TissueForge: un millón de libras de laboratorio, o setenta y dos horas de cómputo
La investigación en heridas complejas es uno de los rincones más lentos y caros de la ciencia biomédica. La aritmética detrás de esa frase es peor de lo que casi nadie supone.
Un solo experimento de laboratorio sobre un constructo multitejido bioimpreso, ejecutado durante setenta y dos horas, cuesta entre ocho y veinticinco mil libras una vez se cuentan consumibles, tiempo de instalación y mano de obra cualificada. Cincuenta variaciones paramétricas —aproximadamente el mínimo para obtener datos estadísticamente significativos— suman más de un millón de libras y entre dieciocho y treinta y seis meses de trabajo.
Esa aritmética es la razón de que la investigación en heridas avance despacio, y la situación se está complicando en lugar de mejorar. La presión regulatoria para reducir el uso de animales en investigación preclínica crece en el Reino Unido, la UE y Estados Unidos, y no existe una alternativa computacional validada que opere a escala. Mientras tanto, los tres patógenos que dominan la infección de heridas complejas desarrollan resistencias más rápido de lo que los canales convencionales de cribado de fármacos son capaces de responder.
TissueForge es una plataforma computacional que simula cómo progresa una herida compleja —piel, músculo y hueso a la vez— bajo infección bacteriana multirresistente a lo largo de hasta siete días. Esa ventana importa más que cualquier otro detalle: es el periodo en el que la mayoría de las intervenciones terapéuticas funcionan o fracasan, y falta en los modelos computacionales de herida existentes, que capturan la mecánica del tejido de forma aislada y se detienen mucho antes de que la biología se ponga interesante.

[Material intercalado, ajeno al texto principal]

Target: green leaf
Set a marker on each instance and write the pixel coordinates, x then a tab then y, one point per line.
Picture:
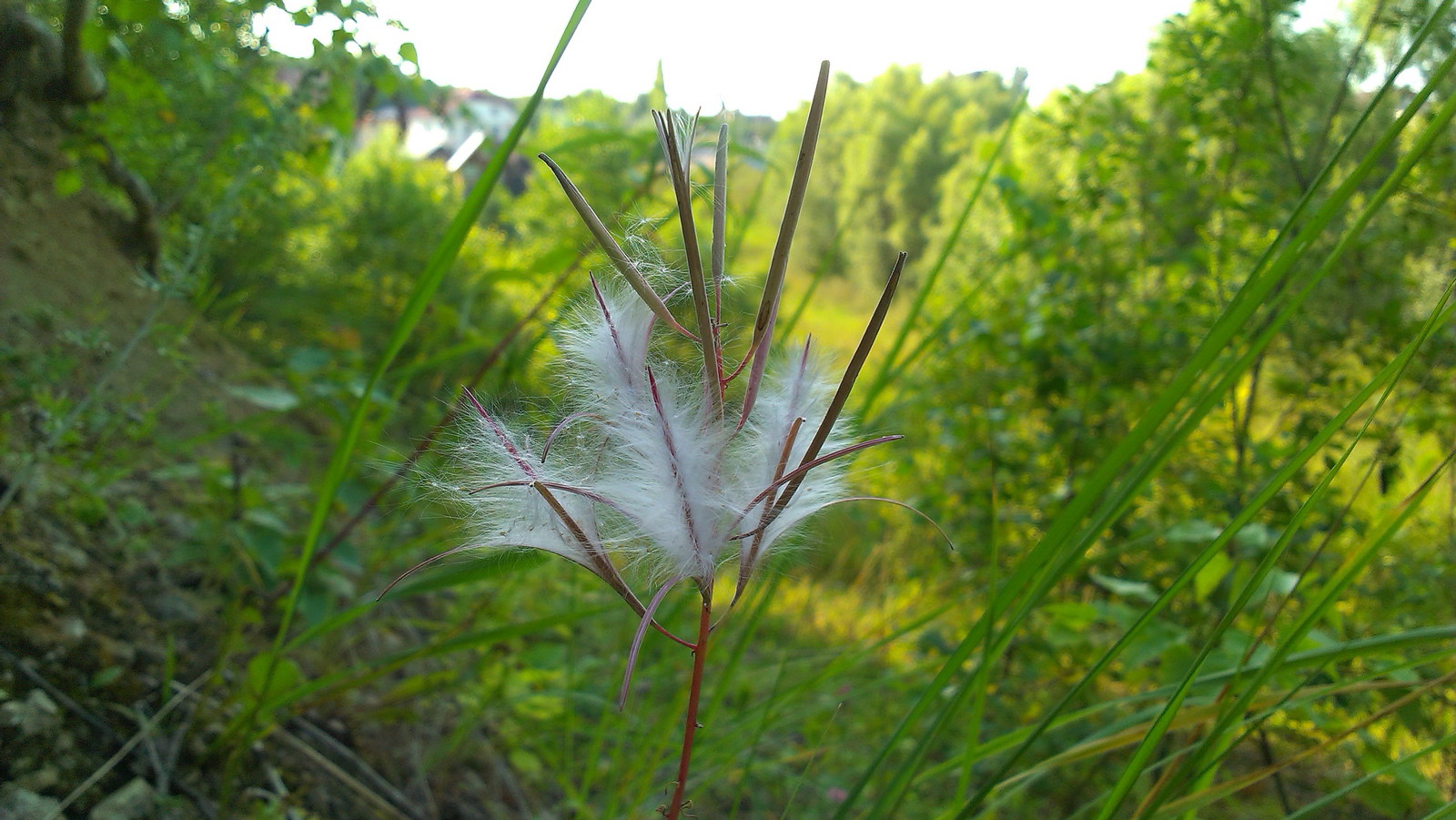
1193	531
67	181
1208	577
276	400
1136	590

El uso previsto es el cribado. Probar terapias, combinaciones de antibióticos y biomateriales de forma computacional antes de comprometer recursos de laboratorio — convirtiendo una campaña que exigiría año y medio de mesa de laboratorio en algo que se ejecuta durante un fin de semana largo.

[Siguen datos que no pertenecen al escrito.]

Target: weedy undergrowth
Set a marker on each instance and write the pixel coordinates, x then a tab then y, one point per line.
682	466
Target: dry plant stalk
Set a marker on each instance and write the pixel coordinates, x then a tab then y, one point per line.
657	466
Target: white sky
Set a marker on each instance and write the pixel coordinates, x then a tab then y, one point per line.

Tiene además una capacidad que nos parece genuinamente inusual: generar perfiles de herida que no existen en ningún conjunto de datos clínicos. Eso permite evaluar una terapia frente a patrones de lesión antes de que aparezcan en pacientes, que es una frase rara de escribir y algo útil de tener.

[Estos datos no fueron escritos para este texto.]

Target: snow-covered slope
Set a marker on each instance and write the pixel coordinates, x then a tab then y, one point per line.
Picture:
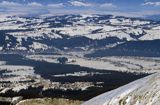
87	33
145	91
73	31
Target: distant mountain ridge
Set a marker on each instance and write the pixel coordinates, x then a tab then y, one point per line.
76	33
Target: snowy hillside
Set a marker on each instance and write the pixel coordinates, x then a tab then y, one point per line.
145	91
73	32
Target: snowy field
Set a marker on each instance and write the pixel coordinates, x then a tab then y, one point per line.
125	64
145	91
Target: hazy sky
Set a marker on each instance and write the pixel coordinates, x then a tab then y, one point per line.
116	7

Y ahora la parte honesta. TissueForge está en nivel de madurez tecnológica tres: el concepto está formulado y los componentes se están construyendo, no validando. Tampoco es una simulación pura — depende de una pequeña capa de calibración in-vitro que mantenga sus resultados anclados a la realidad biológica, porque un modelo que nunca se ha contrastado con un sistema vivo es una conjetura muy segura de sí misma. El diseño minimiza deliberadamente los recursos biológicos que consume, pero no los elimina, y afirmar lo contrario sería el tipo de exageración de la que este campo ya va sobrado.